John Alasdair Macdonald's Ancestry
John Alasdair Macdonald
Iain Alasdair Dòmhnallach - my Gaelic name
Iain Alasdair mac Calum Iain Iain Dhòmhnaill ‘ic Raonuill - my patronymic name
As a Macdonald I decided to concentrate on the direct male line in my family, however in my wider family tree if I go back to my great grandparents I have 3 Macdonalds, 2 Mackenzies, and 1 Macleod, Morrison and Finlayson. I have managed to trace my roots back to my great, great, great, great grandfather - Murdo (Murchadh) Macdonald, who was born around 1750 on the Outer Hebridean Island of Lewis.
Murchadh was his Gaelic name but from the 1800’s most people were expected to write (or was written for them) an anglicised name on official forms such as birth certificates and census forms. Murdo is known to have come from the village of Siadar on the Atlantic coastline of the Isle of Lewis. Around 1815, Murdo’s son (also called Murdo) moved the family to the eastern side of Lewis and became a tenant farmer in the village of Coll.
Over the last two hundred years his direct descendants have been on the same plot of land continuing the traditions of working the land and fishing. Even today, although I don’t currently live in Lewis, both my younger brothers, Kevin Alexander (a former Harris Tweed weaver) and Mark Ronald (a Master Mariner) still work the land as a part-time crofters. For as long as we can remember there has been a flock of sheep on the croft, a tradition continued to this day by my brother - my children go over every spring to ‘help’ Kevin Alexander with the lambing.

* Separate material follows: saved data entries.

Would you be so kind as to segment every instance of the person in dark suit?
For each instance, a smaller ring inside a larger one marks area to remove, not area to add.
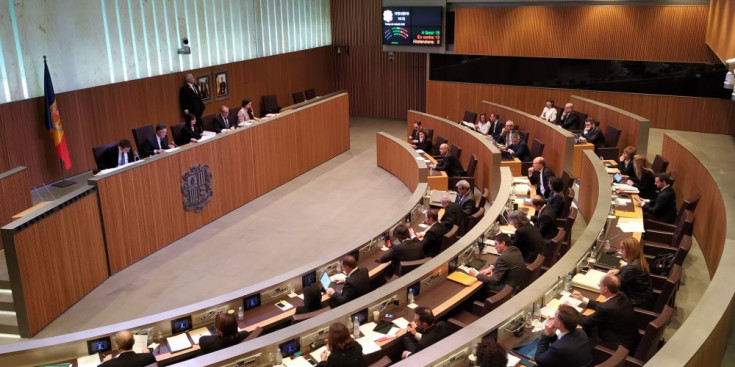
[[[377,261],[379,263],[392,262],[388,277],[397,274],[401,261],[421,260],[424,258],[424,250],[421,244],[411,238],[408,227],[399,224],[393,229],[393,238],[400,241],[399,244],[386,251]]]
[[[230,129],[234,129],[232,123],[230,123],[230,108],[222,105],[219,107],[219,114],[214,116],[214,131],[219,133],[226,133]]]
[[[350,335],[347,326],[340,322],[329,325],[327,350],[322,352],[317,367],[367,367],[362,346]]]
[[[521,140],[521,135],[514,132],[511,134],[513,143],[505,146],[505,151],[512,155],[514,158],[518,158],[521,162],[528,162],[531,160],[531,154],[528,152],[528,145],[525,141]]]
[[[591,143],[595,149],[605,146],[605,134],[600,130],[600,121],[587,119],[584,121],[584,130],[579,138],[581,143]]]
[[[413,130],[411,130],[411,135],[408,136],[409,143],[416,144],[419,141],[419,131],[421,129],[421,121],[414,121]]]
[[[179,105],[184,113],[184,116],[188,114],[194,114],[197,118],[197,125],[202,128],[202,114],[204,113],[204,102],[202,102],[202,96],[199,94],[197,88],[196,79],[192,73],[187,73],[185,76],[185,83],[179,90]]]
[[[202,353],[211,353],[231,347],[250,335],[247,331],[238,332],[235,315],[224,312],[218,313],[214,317],[214,328],[217,330],[217,334],[199,338],[199,347],[202,348]]]
[[[531,221],[526,217],[526,213],[520,210],[510,212],[508,222],[516,229],[513,236],[513,246],[521,250],[523,259],[527,263],[534,262],[536,256],[543,254],[546,249],[546,241],[541,236],[541,232],[531,224]]]
[[[467,215],[465,215],[462,207],[452,202],[449,199],[449,195],[446,194],[442,196],[441,203],[444,208],[444,215],[441,219],[441,224],[444,226],[444,229],[449,232],[456,225],[458,227],[457,234],[464,235],[467,230]]]
[[[633,307],[650,310],[656,300],[656,295],[653,293],[648,261],[643,255],[641,243],[635,237],[622,240],[620,254],[627,264],[620,269],[608,271],[608,274],[618,277],[620,291],[628,296]]]
[[[635,158],[636,149],[634,146],[627,146],[623,149],[618,161],[618,171],[624,176],[635,176],[635,168],[633,167],[633,158]]]
[[[430,347],[447,336],[447,325],[437,322],[434,313],[428,307],[419,306],[413,310],[413,322],[408,324],[408,331],[403,335],[401,358],[406,359],[413,353]]]
[[[424,238],[421,240],[421,248],[424,250],[425,256],[434,257],[441,250],[442,239],[444,238],[444,234],[447,233],[447,229],[439,223],[439,213],[436,209],[427,210],[425,219],[429,228],[424,232]],[[411,232],[411,238],[417,238],[413,229],[409,229],[409,232]]]
[[[541,232],[541,236],[547,240],[556,237],[559,227],[556,226],[556,210],[549,206],[541,195],[531,198],[531,205],[536,209],[536,215],[531,217],[531,222]]]
[[[439,146],[439,153],[444,156],[441,163],[431,164],[429,167],[437,171],[446,171],[447,176],[457,177],[462,175],[462,163],[459,163],[459,159],[449,154],[449,145],[442,144]]]
[[[500,115],[498,115],[497,113],[490,114],[490,124],[490,136],[492,136],[495,141],[498,141],[498,139],[500,139],[500,135],[503,132],[505,124],[503,123],[503,121],[500,121]]]
[[[197,125],[197,117],[190,113],[186,117],[184,127],[181,129],[181,141],[177,144],[184,145],[188,143],[196,143],[202,138],[202,130]]]
[[[478,367],[505,367],[508,365],[508,352],[493,339],[484,339],[475,348]]]
[[[418,138],[416,139],[416,142],[411,145],[411,147],[413,149],[421,149],[424,152],[431,154],[431,140],[426,137],[425,130],[419,130]]]
[[[654,179],[658,195],[649,203],[638,198],[638,205],[643,209],[644,219],[653,219],[666,223],[674,223],[676,219],[676,193],[671,185],[674,181],[666,173],[659,173]]]
[[[368,270],[358,268],[357,261],[352,255],[345,255],[342,258],[342,269],[347,274],[342,292],[337,293],[333,288],[327,288],[327,295],[330,297],[329,306],[332,308],[370,292],[370,275],[368,274]]]
[[[475,214],[477,208],[475,207],[475,195],[472,192],[470,183],[467,180],[460,180],[457,182],[457,205],[462,207],[462,211],[465,215],[469,216]]]
[[[500,131],[500,135],[498,136],[498,139],[496,140],[498,144],[502,145],[510,145],[513,143],[513,133],[515,132],[515,123],[513,121],[508,120],[505,122],[505,125],[503,125],[503,130]]]
[[[523,253],[518,247],[510,245],[510,236],[504,233],[495,237],[495,250],[500,256],[493,265],[480,271],[470,269],[469,274],[485,283],[489,291],[501,290],[504,286],[508,286],[513,288],[515,294],[520,291],[521,283],[526,276]]]
[[[317,283],[304,288],[304,305],[296,307],[296,314],[309,313],[322,308],[322,292]]]
[[[567,103],[564,105],[564,112],[559,117],[559,124],[567,130],[581,130],[579,126],[579,115],[574,112],[574,105]]]
[[[552,190],[549,186],[549,180],[552,177],[555,177],[554,172],[546,167],[544,157],[534,158],[531,167],[528,168],[528,180],[532,185],[536,185],[536,192],[546,199],[551,196]]]
[[[554,106],[554,100],[547,99],[546,105],[544,105],[544,109],[541,111],[541,115],[539,117],[552,124],[556,124],[556,120],[558,119],[558,116],[556,115],[557,112],[556,106]]]
[[[561,212],[564,211],[564,184],[561,182],[559,177],[552,177],[549,180],[549,186],[551,186],[551,195],[546,200],[546,205],[554,208],[554,215],[557,218],[561,218]]]
[[[168,128],[164,124],[156,125],[156,133],[146,139],[143,144],[143,157],[164,153],[166,149],[176,147],[168,143]]]
[[[619,345],[635,350],[638,325],[636,323],[633,304],[628,296],[620,292],[620,280],[614,275],[605,275],[600,280],[600,295],[605,301],[598,302],[573,291],[572,297],[582,300],[587,307],[595,310],[591,315],[582,316],[579,324],[592,339],[592,344],[602,344],[610,349]]]
[[[115,358],[108,354],[100,367],[144,367],[156,363],[156,358],[150,353],[135,353],[134,344],[131,332],[123,330],[115,334],[115,347],[120,353]]]
[[[628,178],[626,182],[638,189],[638,196],[644,199],[653,199],[656,196],[656,175],[648,165],[645,156],[636,155],[633,157],[634,174]]]
[[[100,154],[102,169],[115,168],[133,163],[135,158],[132,149],[133,146],[128,139],[121,139],[116,146],[105,149]]]
[[[240,110],[237,111],[237,123],[253,123],[260,121],[259,118],[253,114],[253,102],[245,98],[240,103]]]
[[[539,367],[592,367],[592,345],[587,334],[577,329],[579,312],[561,305],[546,320],[534,360]],[[559,336],[557,336],[557,330]]]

In Gaelic culture, a system of patronymics has been widely used for many centuries (eg. Macdonald = son of Donald). As a Gael, when asked by another Gael who I am “Co leis thu?” I reply with “mac Calum Iain Iain Dhòmhnaill”, meaning I am the “son of Malcolm John, son of John, son of Donald” (my great grandfather). It is also common to finish that reply with an overriding family name or nickname that may stretch back many generations. I would say “ic Raonuill” which, in this case, is used to signify that we are descendants of "Ronald/Ranald".